The sector remains riddled with agelong challenges such as decrepit infrastructure. The Transmission Company of Nigeria (TCN), a government monopoly responsible for transferring electricity from GenCos to DisCos suffers from high transmission losses, recording Aggregate, Technical and Commercial and Collection Losses (ATC&C), as high as 46% at some periods.
This results in under-collection of electricity tariffs. Low metering levels are another constraint hampering liquidity flows in the sector (only 45% of consumers are metered). Low metering has led to reliance on estimated billing by Discos, which leads to a higher consumers default.
In recent times, efforts have been made by the current administration to resolve the conundrum in the sector. For example, in 2019, the much-celebrated Siemens AG Power Agreement deal was announced by the Federal government. Other efforts such has improving meter production was implemented.

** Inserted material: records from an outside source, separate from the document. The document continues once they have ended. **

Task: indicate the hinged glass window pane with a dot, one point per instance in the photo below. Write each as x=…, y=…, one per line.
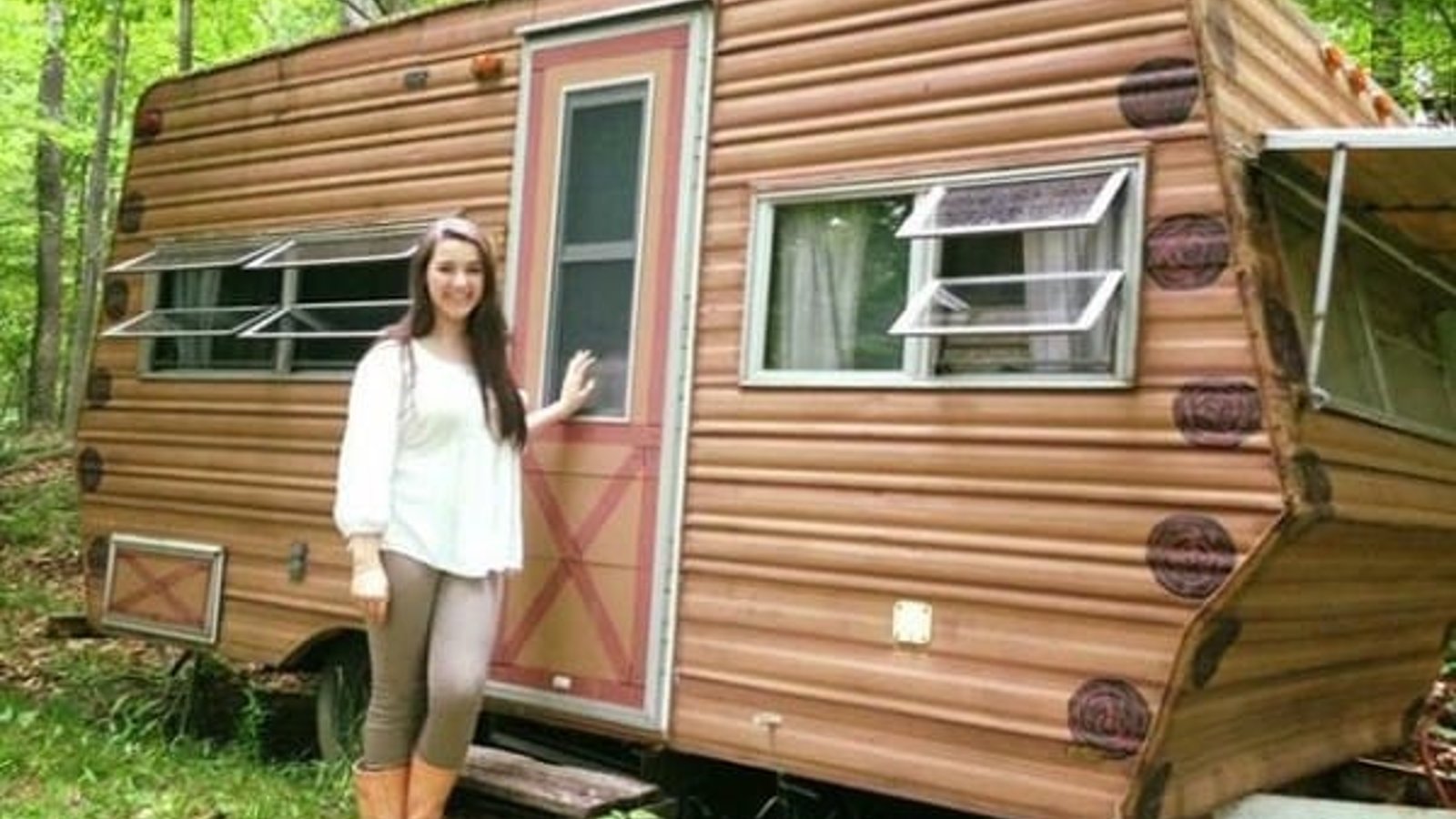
x=196, y=256
x=1038, y=303
x=337, y=319
x=1014, y=205
x=184, y=322
x=344, y=248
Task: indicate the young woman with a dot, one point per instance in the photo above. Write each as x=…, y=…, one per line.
x=430, y=501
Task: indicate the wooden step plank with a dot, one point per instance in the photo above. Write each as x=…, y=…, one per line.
x=560, y=790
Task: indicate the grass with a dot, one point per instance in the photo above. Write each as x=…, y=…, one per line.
x=121, y=729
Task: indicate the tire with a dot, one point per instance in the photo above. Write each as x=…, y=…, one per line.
x=341, y=700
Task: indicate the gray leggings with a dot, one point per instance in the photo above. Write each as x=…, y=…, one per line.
x=429, y=661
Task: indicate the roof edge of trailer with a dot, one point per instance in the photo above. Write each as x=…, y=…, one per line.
x=1358, y=138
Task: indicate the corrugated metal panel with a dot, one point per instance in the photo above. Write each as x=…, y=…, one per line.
x=1024, y=518
x=1336, y=624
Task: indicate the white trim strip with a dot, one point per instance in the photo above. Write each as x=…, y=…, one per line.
x=1361, y=138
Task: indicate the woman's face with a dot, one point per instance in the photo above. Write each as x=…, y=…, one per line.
x=455, y=280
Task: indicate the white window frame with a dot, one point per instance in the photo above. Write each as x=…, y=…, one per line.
x=259, y=258
x=251, y=315
x=910, y=319
x=925, y=208
x=261, y=327
x=916, y=370
x=561, y=254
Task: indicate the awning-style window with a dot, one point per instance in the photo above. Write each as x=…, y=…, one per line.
x=196, y=256
x=1046, y=303
x=356, y=276
x=334, y=319
x=179, y=322
x=342, y=248
x=1079, y=200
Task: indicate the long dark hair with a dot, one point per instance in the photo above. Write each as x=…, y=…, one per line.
x=484, y=329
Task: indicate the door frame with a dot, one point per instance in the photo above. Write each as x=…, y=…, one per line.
x=681, y=329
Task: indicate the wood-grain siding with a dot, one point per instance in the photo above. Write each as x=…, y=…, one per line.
x=1318, y=647
x=1024, y=518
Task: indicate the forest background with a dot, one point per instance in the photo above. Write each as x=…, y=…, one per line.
x=72, y=73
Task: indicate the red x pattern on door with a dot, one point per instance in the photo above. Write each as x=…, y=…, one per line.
x=577, y=618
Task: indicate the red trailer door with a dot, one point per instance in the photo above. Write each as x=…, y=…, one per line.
x=604, y=213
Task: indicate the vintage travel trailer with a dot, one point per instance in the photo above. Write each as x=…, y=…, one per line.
x=1033, y=409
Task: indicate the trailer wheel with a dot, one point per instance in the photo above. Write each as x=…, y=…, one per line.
x=342, y=695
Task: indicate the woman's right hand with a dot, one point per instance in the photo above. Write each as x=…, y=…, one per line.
x=370, y=584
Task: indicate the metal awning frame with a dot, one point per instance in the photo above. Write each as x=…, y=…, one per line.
x=1340, y=143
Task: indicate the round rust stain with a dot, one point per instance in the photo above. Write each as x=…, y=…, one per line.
x=1191, y=555
x=1108, y=714
x=116, y=299
x=1285, y=344
x=96, y=557
x=98, y=388
x=1222, y=634
x=1218, y=413
x=128, y=217
x=1187, y=251
x=1150, y=799
x=147, y=126
x=1159, y=92
x=1314, y=479
x=89, y=470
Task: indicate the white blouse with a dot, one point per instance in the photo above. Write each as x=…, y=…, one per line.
x=420, y=467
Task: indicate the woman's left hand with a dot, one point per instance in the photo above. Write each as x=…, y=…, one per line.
x=577, y=385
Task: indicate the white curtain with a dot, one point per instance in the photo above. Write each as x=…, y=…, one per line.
x=196, y=288
x=1069, y=251
x=819, y=270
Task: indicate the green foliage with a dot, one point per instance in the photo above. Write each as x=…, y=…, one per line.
x=56, y=761
x=101, y=729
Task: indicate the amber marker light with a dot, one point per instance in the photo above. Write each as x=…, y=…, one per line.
x=1383, y=106
x=1359, y=79
x=487, y=66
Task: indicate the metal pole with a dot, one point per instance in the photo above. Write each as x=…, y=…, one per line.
x=1334, y=201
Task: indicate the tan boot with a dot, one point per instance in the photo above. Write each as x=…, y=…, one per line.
x=380, y=793
x=429, y=790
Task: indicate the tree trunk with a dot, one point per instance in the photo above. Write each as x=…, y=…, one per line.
x=50, y=201
x=1387, y=53
x=184, y=35
x=94, y=225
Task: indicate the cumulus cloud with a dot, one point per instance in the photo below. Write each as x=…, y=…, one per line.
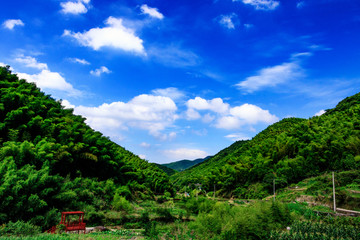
x=237, y=137
x=115, y=35
x=225, y=116
x=228, y=21
x=78, y=7
x=148, y=112
x=261, y=4
x=145, y=145
x=272, y=76
x=252, y=114
x=319, y=113
x=300, y=4
x=171, y=92
x=216, y=105
x=50, y=80
x=174, y=56
x=185, y=153
x=31, y=62
x=67, y=104
x=80, y=61
x=11, y=23
x=152, y=12
x=99, y=71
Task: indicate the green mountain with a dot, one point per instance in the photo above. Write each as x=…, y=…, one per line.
x=51, y=161
x=287, y=151
x=184, y=164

From June 2021, the MYTO indicates an adoption of a full removal of the subsidy regime, after a partial removal in 2020. In our opinion, efforts must be made to improve the infrastructure for a more efficient market. Increased metering rate and reduction in transmission losses will support the adoption of a full cost reflective tariff regime, which will improve the sector’s attractiveness regarding investments.